Publication

A prognostic baseline blood biomarker and tumor growth kinetics integrated model in paclitaxel/platinum treated advanced non-small cell lung cancer patients.

Journal Paper/Review - Feb 27, 2023

Units
PubMed
Doi
Contact

Citation
Ojara F, Henrich A, Frances N, Nassar Y, Huisinga W, Hartung N, Geiger K, Holdenrieder S, Jörger M, Kloft C. A prognostic baseline blood biomarker and tumor growth kinetics integrated model in paclitaxel/platinum treated advanced non-small cell lung cancer patients. CPT Pharmacometrics Syst Pharmacol 2023; 12:1714-1725.
Type
Journal Paper/Review (English)
Journal
CPT Pharmacometrics Syst Pharmacol 2023; 12
Publication Date
Feb 27, 2023
Issn Electronic
2163-8306
Pages
1714-1725
Brief description/objective

Paclitaxel/platinum chemotherapy, the backbone of standard first-line treatment of advanced non-small cell lung cancer (NSCLC), exhibits high interpatient variability in treatment response and high toxicity burden. Baseline blood biomarker concentrations and tumor size (sum of diameters) at week 8 relative to baseline (RS8) are widely investigated prognostic factors. However, joint analysis of data on demographic/clinical characteristics, blood biomarker levels, and chemotherapy exposure-driven early tumor response for improved prediction of overall survival (OS) is clinically not established.
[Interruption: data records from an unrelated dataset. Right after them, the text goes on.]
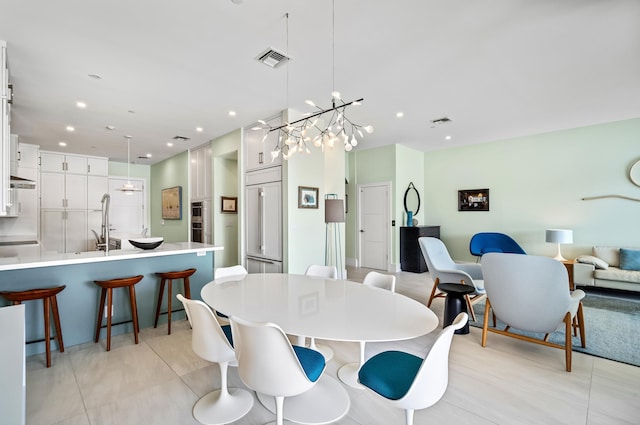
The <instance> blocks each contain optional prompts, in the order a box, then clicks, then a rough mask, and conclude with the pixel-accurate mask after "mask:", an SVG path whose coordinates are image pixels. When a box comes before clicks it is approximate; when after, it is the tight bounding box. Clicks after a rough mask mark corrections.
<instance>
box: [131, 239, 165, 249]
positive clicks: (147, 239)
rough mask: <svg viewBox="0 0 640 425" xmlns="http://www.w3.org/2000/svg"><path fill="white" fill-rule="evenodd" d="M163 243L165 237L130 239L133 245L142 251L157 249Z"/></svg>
mask: <svg viewBox="0 0 640 425" xmlns="http://www.w3.org/2000/svg"><path fill="white" fill-rule="evenodd" d="M162 242H164V238H163V237H159V238H137V239H129V243H130V244H131V245H133V246H135V247H136V248H140V249H155V248H157V247H159V246H160V245H162Z"/></svg>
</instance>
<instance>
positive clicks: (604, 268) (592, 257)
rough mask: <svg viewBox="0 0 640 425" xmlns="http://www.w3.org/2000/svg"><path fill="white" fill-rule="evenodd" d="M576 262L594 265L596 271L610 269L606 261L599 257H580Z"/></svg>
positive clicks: (590, 256)
mask: <svg viewBox="0 0 640 425" xmlns="http://www.w3.org/2000/svg"><path fill="white" fill-rule="evenodd" d="M576 261H577V262H578V263H585V264H593V265H594V266H595V267H596V269H603V270H606V269H608V268H609V265H608V264H607V262H606V261H604V260H602V259H600V258H598V257H594V256H593V255H579V256H578V258H576Z"/></svg>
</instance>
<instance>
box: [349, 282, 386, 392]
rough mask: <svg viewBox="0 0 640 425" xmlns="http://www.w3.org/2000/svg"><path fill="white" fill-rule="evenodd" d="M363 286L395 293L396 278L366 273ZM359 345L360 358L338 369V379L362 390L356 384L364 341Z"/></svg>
mask: <svg viewBox="0 0 640 425" xmlns="http://www.w3.org/2000/svg"><path fill="white" fill-rule="evenodd" d="M362 284H363V285H365V286H370V287H372V288H379V289H384V290H387V291H391V292H395V290H396V277H395V276H394V275H392V274H383V273H378V272H375V271H372V272H369V273H367V275H366V276H365V277H364V280H363V281H362ZM359 345H360V357H359V359H358V360H359V361H358V362H357V363H355V362H354V363H347V364H344V365H342V366H341V367H340V369H338V377H339V378H340V380H341V381H342V382H344V383H345V384H347V385H349V386H350V387H352V388H356V389H362V388H363V386H362V385H360V383H359V382H358V371H359V370H360V368H361V367H362V365H363V364H364V355H365V346H366V341H359Z"/></svg>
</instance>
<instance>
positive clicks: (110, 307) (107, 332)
mask: <svg viewBox="0 0 640 425" xmlns="http://www.w3.org/2000/svg"><path fill="white" fill-rule="evenodd" d="M112 306H113V289H112V288H108V289H107V351H111V309H112V308H113V307H112Z"/></svg>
We developed a Weibull time-to-event model to predict OS, leveraging data from 365 patients receiving paclitaxel/platinum combination chemotherapy once every three weeks for ≤six cycles. A developed tumor growth inhibition model, combining linear tumor growth and first-order paclitaxel area under the concentration-time curve-induced tumor decay, was used to derive individual RS8. The median model-derived RS8 in all patients was a 20.0% tumor size reduction (range from -78% to +15%). Whereas baseline carcinoembryonic antigen, cytokeratin fragments, and thyroid stimulating hormone levels were not significantly associated with OS in a subset of 221 patients, and lactate dehydrogenase, interleukin-6 and neutrophil-to-lymphocyte ratio levels were significant only in univariate analyses (p value < 0.05); C-reactive protein (CRP) in combination with RS8 most significantly affected OS (p value < 0.01). Compared to the median population OS of 11.3 months, OS was 128% longer at the 5th percentile levels of both covariates and 60% shorter at their 95th percentiles levels. The combined paclitaxel exposure-driven RS8 and baseline blood CRP concentrations enables early individual prognostic predictions for different paclitaxel dosing regimens, forming the basis for treatment decision and optimizing paclitaxel/platinum-based advanced NSCLC chemotherapy.